China’s venture capital firms outperform US, European peers amid breakneck economic growth in the past two decades
- China has become the world’s second largest venture capital market, with over 3,500 firms managing total assets worth nearly 2 trillion yuan
Chinese venture capital funds have outperformed those in the US and Europe in the last 20 years, as the country’s breakneck economic growth has given impetus to the rapid expansion of the industry, according to analysts.
Nevertheless, the sector is forecast to face major upheaval in 2019, with many smaller funds expected to collapse as winter sets in for the capital market amid a deepening economic downturn.

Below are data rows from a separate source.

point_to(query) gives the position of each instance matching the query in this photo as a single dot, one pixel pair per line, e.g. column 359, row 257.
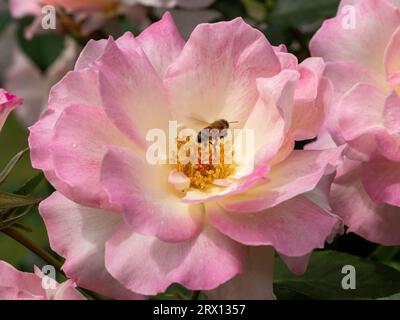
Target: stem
column 29, row 244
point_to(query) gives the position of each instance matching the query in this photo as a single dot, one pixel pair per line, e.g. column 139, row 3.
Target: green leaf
column 8, row 200
column 7, row 170
column 323, row 279
column 31, row 184
column 382, row 253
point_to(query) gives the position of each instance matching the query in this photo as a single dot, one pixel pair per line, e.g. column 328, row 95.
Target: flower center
column 208, row 166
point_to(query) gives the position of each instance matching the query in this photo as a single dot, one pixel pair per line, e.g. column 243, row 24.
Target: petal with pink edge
column 333, row 42
column 381, row 180
column 149, row 266
column 78, row 151
column 16, row 285
column 297, row 174
column 162, row 43
column 376, row 222
column 361, row 111
column 215, row 75
column 79, row 237
column 131, row 91
column 90, row 53
column 294, row 228
column 392, row 53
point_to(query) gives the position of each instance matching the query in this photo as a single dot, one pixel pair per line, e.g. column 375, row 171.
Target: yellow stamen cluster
column 202, row 175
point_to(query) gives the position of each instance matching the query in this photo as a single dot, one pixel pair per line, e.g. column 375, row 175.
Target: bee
column 215, row 130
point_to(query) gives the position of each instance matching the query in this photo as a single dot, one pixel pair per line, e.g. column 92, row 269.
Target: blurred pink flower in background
column 18, row 285
column 8, row 102
column 124, row 225
column 95, row 14
column 364, row 68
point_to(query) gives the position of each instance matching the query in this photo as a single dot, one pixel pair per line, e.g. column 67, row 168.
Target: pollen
column 203, row 173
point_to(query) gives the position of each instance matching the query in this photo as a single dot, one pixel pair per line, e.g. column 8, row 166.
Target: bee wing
column 197, row 121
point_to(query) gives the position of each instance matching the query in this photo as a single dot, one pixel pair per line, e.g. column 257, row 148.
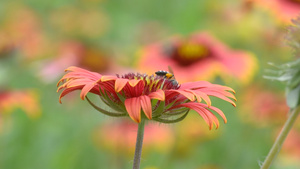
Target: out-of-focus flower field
column 225, row 42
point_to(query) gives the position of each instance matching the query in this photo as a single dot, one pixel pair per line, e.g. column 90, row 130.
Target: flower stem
column 281, row 137
column 139, row 145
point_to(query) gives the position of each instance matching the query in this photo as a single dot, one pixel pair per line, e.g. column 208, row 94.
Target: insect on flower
column 168, row 75
column 140, row 96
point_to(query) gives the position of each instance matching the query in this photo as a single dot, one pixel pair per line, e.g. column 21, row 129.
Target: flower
column 202, row 56
column 159, row 99
column 285, row 10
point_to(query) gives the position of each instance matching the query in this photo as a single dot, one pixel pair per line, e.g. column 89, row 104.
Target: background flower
column 202, row 56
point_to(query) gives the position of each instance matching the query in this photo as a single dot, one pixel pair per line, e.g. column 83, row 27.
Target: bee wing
column 170, row 69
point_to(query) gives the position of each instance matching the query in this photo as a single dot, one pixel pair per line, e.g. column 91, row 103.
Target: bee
column 168, row 75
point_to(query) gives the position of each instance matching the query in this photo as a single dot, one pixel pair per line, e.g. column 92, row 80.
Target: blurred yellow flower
column 199, row 56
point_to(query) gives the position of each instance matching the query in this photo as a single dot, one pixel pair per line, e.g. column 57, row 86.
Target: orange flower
column 159, row 98
column 199, row 56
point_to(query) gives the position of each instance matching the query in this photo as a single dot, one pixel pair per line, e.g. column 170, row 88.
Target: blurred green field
column 36, row 36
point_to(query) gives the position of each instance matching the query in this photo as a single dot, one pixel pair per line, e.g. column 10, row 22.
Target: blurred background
column 227, row 42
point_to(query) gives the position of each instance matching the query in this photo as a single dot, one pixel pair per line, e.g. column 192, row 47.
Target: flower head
column 200, row 54
column 155, row 97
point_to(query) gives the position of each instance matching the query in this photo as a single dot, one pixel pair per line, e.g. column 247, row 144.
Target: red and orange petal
column 136, row 101
column 224, row 62
column 284, row 10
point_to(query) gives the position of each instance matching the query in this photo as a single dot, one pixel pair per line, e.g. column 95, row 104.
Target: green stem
column 281, row 137
column 139, row 145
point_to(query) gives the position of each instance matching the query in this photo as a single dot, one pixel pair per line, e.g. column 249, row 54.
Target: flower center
column 151, row 83
column 189, row 52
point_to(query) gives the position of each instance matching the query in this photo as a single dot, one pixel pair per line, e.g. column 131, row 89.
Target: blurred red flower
column 23, row 99
column 285, row 10
column 199, row 56
column 159, row 98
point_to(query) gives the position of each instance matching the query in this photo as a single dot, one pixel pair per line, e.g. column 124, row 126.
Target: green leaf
column 293, row 97
column 104, row 111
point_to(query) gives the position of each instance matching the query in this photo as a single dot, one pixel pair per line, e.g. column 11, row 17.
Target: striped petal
column 119, row 84
column 159, row 95
column 133, row 107
column 87, row 88
column 146, row 106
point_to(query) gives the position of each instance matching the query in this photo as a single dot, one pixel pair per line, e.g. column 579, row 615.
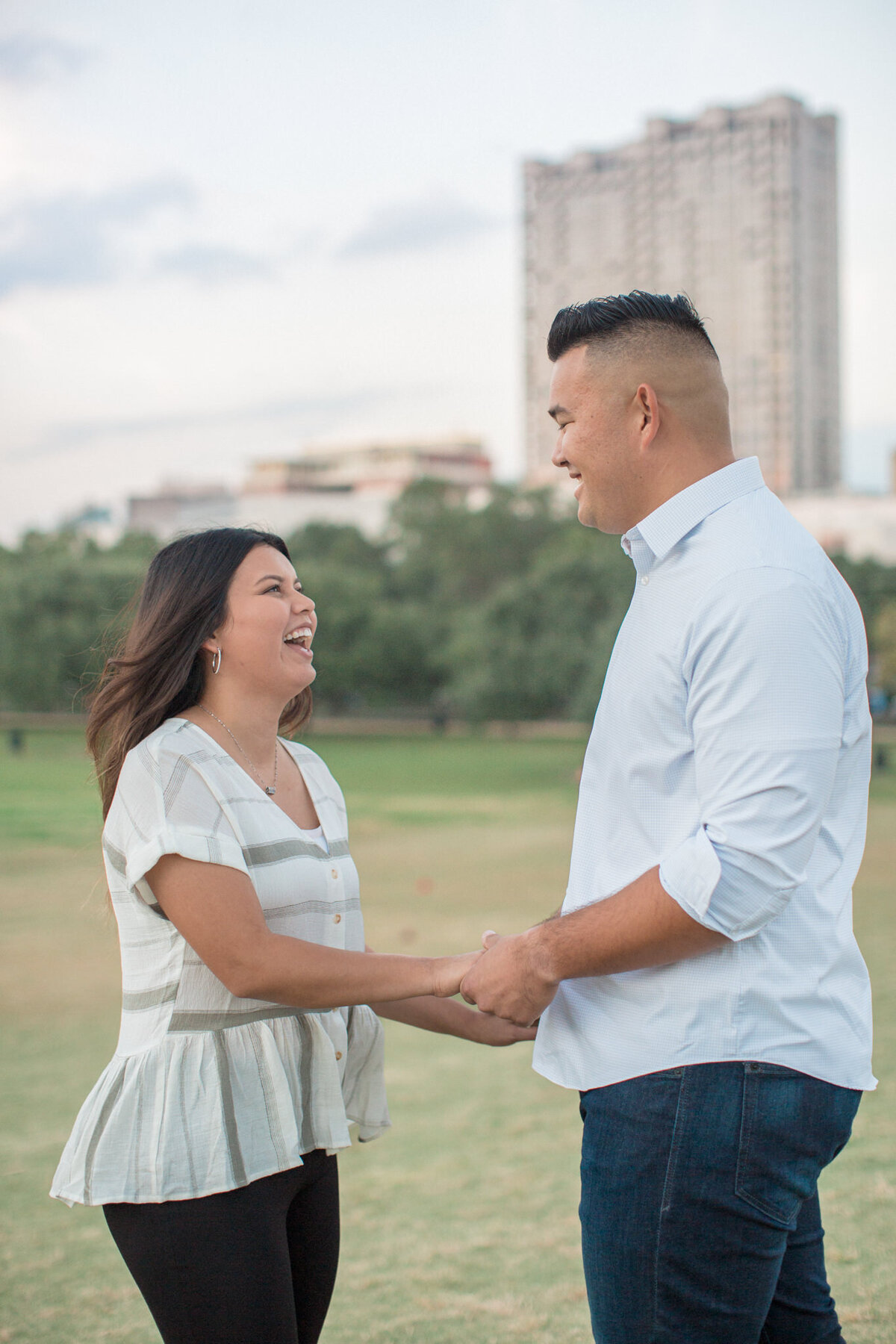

Chinese VC funds delivered an overall return of 1.79 times in the period from 1997 to 2018 as measured by total value to paid-in capital. That compared with US funds on 1.7 times and Western European vehicles on 1.75 times, according to an analysis released on Thursday by Paris-based eFront, a global financial software provider focused on private equity and alternative investments.
“China is one of the [world’s] largest emerging markets. The country has seen the fast development of a professional VC sector over the course of the last two decades,” said the report.
With soaring economic growth and the rapid advance of internet technology, China has become the world’s second largest VC market. It now has more than 3,500 VC firms managing total assets worth nearly 2 trillion yuan, according to separate government figures from China’s National Development and Reform Commission (NDRC). The NDRC is China’s top economic planner.